The mouse dead-end gene isoform alpha is necessary for germ cell and embryonic viability

Abstract

Inactivation of the dead-end (Dnd1) gene in the Ter mouse strain results in depletion of primordial germ cells (PGCs) so that mice become sterile. However, on the 129 mouse strain background, loss of Dnd1 also increases testicular germ cell tumor incidence in parallel to PGC depletion. We report that inactivation of Dnd1 also affects embryonic viability in the 129 strain. Mouse Dnd1 encodes two protein isoforms, DND1-isoform alpha (DND1-alpha) and DND1-isoform beta (DND1-beta). Using isoform-specific antibodies, we determined DND1-alpha is expressed in embryos and embryonic gonads whereas DND1-beta expression is restricted to germ cells of the adult testis. Our data implicate DND1-alpha isoform to be necessary for germ cell viability and therefore its loss in Ter mice results in PGC depletion, germ cell tumor development and partial embryonic lethality in the 129 strain.

Figure 1. The mouse DND1-α and DND1-β protein isoforms

(A) Sequence comparison of DND1 isoforms (GenBank:AAQ63636 and AAH34897). A and C (underlined) mark the sequences to generate antibody A and C. The red box indicates the RNA recognition motif. The asterisk (*) marks the amino acid (R) that is mutated to a stop codon in Ter mice. (B) Western blotting using antibody A of testes lysate (lane 1); GST-DND1-α (lane 2) and GST-DND1-β (lane 3). (C) Western blotting using antibody C of testes lysate (lane 1); GST-DND1-α (lane 2) and GST-DND1-β (lane 3). (D) Western blotting using both antibody A and C of normal testes (lane 1) and spleen (lane 2). (E) (top panel) Western blotting using antibody C of normal testes (lane 1); germ cell deficient testes from Ter/Ter (lane 2); testicular tumor from Ter/Ter (lane 3). Rehybridization of the blot with anti-βactin antibody (bottom panel).

Figure 2. Expression of DND1-α and DND1-β in embryonic tissues

(A) Lysates from embryonic testes (GR) at E13.5 (lane 2) and E15.5 (lane 3), adult testes (lane 4), E13.5 embryo (lane 5), E15.5 embryo (lane 6), EG (lane 8) and ES cells (lane 9), were electrophoresed before western blotting with antibody A (top panel); antibody C (middle panel) and anti-β actin (bottom panel). Negative control: mouse spleen (lane 1) and germ cell tumor lysates from Ter/Ter mice (lane 7). GR = embryonic testis/genital ridges; E = embryos. (B) (top panel) RT-PCR of total RNA from EG cells (lanes 1 and 2) grown on Mitomycin-C treated MEF cells and Mitomycin-C treated MEF cells alone (lanes 3 and 4). Lanes 2 and 4 are control lanes where no superscript was added during RT. (bottom panel) Control RT-PCR for HPRT.

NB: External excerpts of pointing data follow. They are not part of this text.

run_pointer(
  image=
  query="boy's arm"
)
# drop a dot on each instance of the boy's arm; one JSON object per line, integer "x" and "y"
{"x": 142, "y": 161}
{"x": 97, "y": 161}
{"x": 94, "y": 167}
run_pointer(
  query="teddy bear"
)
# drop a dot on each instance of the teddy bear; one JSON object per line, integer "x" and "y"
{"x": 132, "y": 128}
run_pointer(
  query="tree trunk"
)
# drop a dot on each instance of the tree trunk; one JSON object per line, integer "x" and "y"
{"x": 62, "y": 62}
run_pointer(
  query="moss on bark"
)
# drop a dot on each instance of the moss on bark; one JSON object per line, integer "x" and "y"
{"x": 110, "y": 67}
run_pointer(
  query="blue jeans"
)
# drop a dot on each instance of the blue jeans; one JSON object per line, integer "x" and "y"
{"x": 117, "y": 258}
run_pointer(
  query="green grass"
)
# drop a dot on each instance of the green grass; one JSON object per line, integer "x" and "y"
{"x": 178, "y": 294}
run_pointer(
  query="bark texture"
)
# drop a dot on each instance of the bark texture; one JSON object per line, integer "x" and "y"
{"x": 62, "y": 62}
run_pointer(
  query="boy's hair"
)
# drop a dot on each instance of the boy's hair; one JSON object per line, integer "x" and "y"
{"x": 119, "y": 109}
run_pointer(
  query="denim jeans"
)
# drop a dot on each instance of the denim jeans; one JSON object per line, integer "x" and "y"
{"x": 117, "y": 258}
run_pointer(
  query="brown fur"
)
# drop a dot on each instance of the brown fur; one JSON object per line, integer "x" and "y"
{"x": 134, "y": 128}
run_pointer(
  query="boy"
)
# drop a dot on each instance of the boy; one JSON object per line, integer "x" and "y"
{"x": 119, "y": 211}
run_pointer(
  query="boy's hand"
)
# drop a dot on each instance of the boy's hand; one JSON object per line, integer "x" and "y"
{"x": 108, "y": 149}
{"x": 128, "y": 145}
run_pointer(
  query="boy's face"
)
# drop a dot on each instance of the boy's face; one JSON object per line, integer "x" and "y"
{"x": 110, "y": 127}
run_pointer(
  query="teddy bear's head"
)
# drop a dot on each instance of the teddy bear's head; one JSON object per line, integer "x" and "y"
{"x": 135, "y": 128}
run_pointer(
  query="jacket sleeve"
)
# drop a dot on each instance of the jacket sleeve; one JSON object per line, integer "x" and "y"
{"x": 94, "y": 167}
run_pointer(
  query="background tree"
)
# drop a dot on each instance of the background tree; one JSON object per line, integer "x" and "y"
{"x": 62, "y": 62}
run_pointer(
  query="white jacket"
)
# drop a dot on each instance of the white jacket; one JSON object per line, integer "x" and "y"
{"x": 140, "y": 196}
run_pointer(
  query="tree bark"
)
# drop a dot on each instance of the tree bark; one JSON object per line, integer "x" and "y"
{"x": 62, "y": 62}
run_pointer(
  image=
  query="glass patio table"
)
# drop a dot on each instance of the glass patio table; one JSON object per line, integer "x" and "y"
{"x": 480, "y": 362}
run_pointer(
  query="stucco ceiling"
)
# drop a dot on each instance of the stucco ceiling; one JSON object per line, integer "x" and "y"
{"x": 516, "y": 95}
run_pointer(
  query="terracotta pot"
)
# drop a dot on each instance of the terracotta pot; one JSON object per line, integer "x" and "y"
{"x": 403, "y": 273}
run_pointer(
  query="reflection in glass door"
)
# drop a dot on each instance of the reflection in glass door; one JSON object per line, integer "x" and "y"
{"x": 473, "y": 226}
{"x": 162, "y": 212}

Figure 3. Expression of DND1-α and DND1-β adult testis

(A) Western botting of lysates from post-natal testes of day 1, 6, 10, 15, 20, 25, 30 and 50 (lanes 1, 2, 3, 4, 5, 6, 7 and 8 respectively) with antibody A (top panel) and anti-β actin (bottom panel). (B) Western blotting of lysates from post-natal testes of day 1, 6, 10, 15, 20, 25, 30 and 50 (lanes 1, 2, 3, 4, 5, 6, 7 and 8 respectively) with antibody C (top panel) and anti-β actin (bottom panel). (C) Western blotting of lysates from adult testes (lane 1), fractionated cells from adult testes: pachytene spermatids (lane 2), round spermatids (lane 3) and elongated spermatids (lane 4); Sertoli cell lines, TM4 (lane 5), 15P-1 (lane 6), MSC1 (lane 7) and germ cell deficient Ter/Ter testis (lane 8) with antibody A (top panel); antibody C (middle panel) and anti-β actin (bottom panel).

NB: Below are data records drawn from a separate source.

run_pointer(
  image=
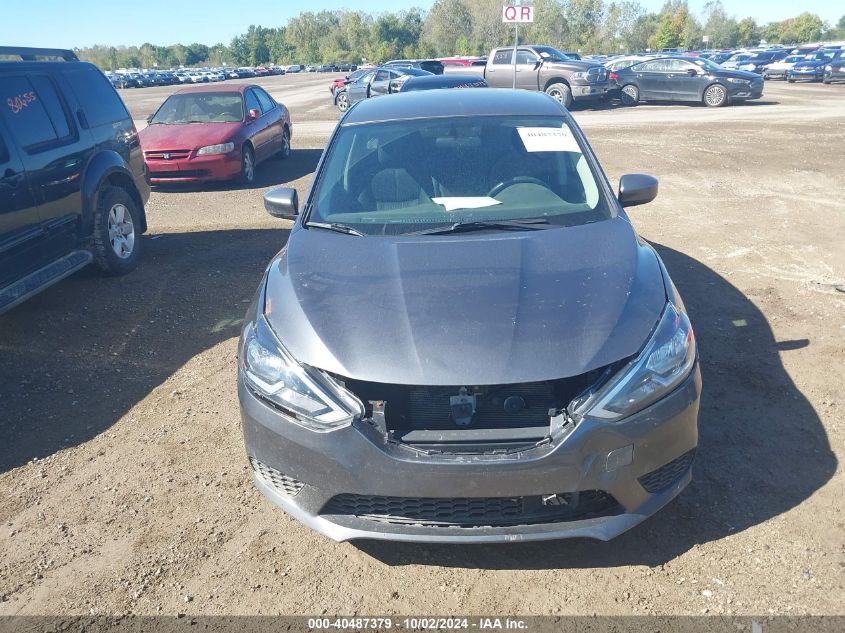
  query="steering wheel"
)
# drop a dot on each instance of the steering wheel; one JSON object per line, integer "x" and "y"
{"x": 510, "y": 182}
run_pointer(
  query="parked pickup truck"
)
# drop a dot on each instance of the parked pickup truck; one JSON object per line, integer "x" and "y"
{"x": 542, "y": 68}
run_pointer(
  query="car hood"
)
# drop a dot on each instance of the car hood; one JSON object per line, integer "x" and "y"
{"x": 474, "y": 309}
{"x": 187, "y": 135}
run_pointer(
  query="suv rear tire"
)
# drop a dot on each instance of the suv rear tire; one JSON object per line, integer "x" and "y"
{"x": 560, "y": 93}
{"x": 117, "y": 234}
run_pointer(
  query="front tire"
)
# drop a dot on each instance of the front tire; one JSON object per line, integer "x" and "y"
{"x": 630, "y": 94}
{"x": 560, "y": 93}
{"x": 715, "y": 96}
{"x": 117, "y": 222}
{"x": 247, "y": 176}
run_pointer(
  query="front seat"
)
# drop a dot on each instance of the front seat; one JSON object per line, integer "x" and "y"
{"x": 392, "y": 187}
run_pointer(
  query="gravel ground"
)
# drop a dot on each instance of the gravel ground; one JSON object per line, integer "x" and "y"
{"x": 125, "y": 483}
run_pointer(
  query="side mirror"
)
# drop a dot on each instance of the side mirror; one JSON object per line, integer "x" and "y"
{"x": 637, "y": 189}
{"x": 282, "y": 203}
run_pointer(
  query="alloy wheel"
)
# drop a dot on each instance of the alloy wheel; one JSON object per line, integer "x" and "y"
{"x": 715, "y": 95}
{"x": 121, "y": 231}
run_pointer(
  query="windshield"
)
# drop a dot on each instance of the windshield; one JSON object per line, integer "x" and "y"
{"x": 706, "y": 64}
{"x": 550, "y": 54}
{"x": 402, "y": 177}
{"x": 201, "y": 107}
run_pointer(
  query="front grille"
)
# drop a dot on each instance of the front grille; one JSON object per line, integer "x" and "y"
{"x": 474, "y": 511}
{"x": 429, "y": 407}
{"x": 662, "y": 478}
{"x": 173, "y": 154}
{"x": 188, "y": 173}
{"x": 285, "y": 484}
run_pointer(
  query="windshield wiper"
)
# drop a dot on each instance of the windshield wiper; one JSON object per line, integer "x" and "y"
{"x": 334, "y": 226}
{"x": 499, "y": 225}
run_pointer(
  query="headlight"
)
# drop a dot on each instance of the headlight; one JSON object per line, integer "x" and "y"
{"x": 222, "y": 148}
{"x": 310, "y": 397}
{"x": 665, "y": 361}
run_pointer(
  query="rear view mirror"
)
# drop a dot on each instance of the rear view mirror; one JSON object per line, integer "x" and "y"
{"x": 637, "y": 189}
{"x": 282, "y": 203}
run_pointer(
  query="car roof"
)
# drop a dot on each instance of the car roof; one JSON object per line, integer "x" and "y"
{"x": 428, "y": 104}
{"x": 216, "y": 88}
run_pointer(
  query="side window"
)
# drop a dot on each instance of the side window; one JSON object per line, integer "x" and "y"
{"x": 524, "y": 56}
{"x": 503, "y": 56}
{"x": 252, "y": 101}
{"x": 97, "y": 97}
{"x": 678, "y": 66}
{"x": 26, "y": 109}
{"x": 264, "y": 99}
{"x": 655, "y": 66}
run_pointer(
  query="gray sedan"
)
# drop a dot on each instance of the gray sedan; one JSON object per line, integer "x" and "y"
{"x": 464, "y": 339}
{"x": 378, "y": 82}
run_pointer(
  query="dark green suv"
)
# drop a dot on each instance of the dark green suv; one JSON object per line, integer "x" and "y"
{"x": 72, "y": 179}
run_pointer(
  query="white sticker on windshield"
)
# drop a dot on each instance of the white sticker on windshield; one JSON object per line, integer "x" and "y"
{"x": 468, "y": 202}
{"x": 548, "y": 139}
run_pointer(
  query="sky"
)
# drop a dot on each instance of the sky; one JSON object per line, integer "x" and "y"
{"x": 80, "y": 23}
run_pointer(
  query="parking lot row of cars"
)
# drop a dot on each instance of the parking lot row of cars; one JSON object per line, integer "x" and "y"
{"x": 144, "y": 78}
{"x": 811, "y": 62}
{"x": 714, "y": 78}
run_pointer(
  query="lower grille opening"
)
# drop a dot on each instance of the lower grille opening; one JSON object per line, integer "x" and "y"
{"x": 662, "y": 478}
{"x": 470, "y": 512}
{"x": 469, "y": 418}
{"x": 284, "y": 484}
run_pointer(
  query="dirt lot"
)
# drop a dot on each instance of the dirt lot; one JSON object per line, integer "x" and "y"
{"x": 125, "y": 484}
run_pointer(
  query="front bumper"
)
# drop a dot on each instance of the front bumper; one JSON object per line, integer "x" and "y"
{"x": 589, "y": 91}
{"x": 195, "y": 168}
{"x": 308, "y": 470}
{"x": 745, "y": 92}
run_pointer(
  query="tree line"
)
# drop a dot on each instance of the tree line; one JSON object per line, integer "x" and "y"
{"x": 472, "y": 27}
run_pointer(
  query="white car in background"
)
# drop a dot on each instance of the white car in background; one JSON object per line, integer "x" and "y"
{"x": 779, "y": 70}
{"x": 733, "y": 62}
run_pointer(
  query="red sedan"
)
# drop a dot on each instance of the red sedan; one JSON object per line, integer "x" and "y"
{"x": 214, "y": 133}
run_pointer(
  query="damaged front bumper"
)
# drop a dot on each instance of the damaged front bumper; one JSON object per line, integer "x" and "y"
{"x": 595, "y": 480}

Figure 4. Mammalian DND1 localizes to the cytoplasm or nucleus in different cell types

Subcellular localization of mouse GFP-DND1-α (A) and GFP-DND1-β (B) in COS-7 cells and He La cells (C). Control transfection of vector encoding GFP only (D) in COS-7 results in GFP expression in both cytoplasm and nucleus. Line indicates 20 μm.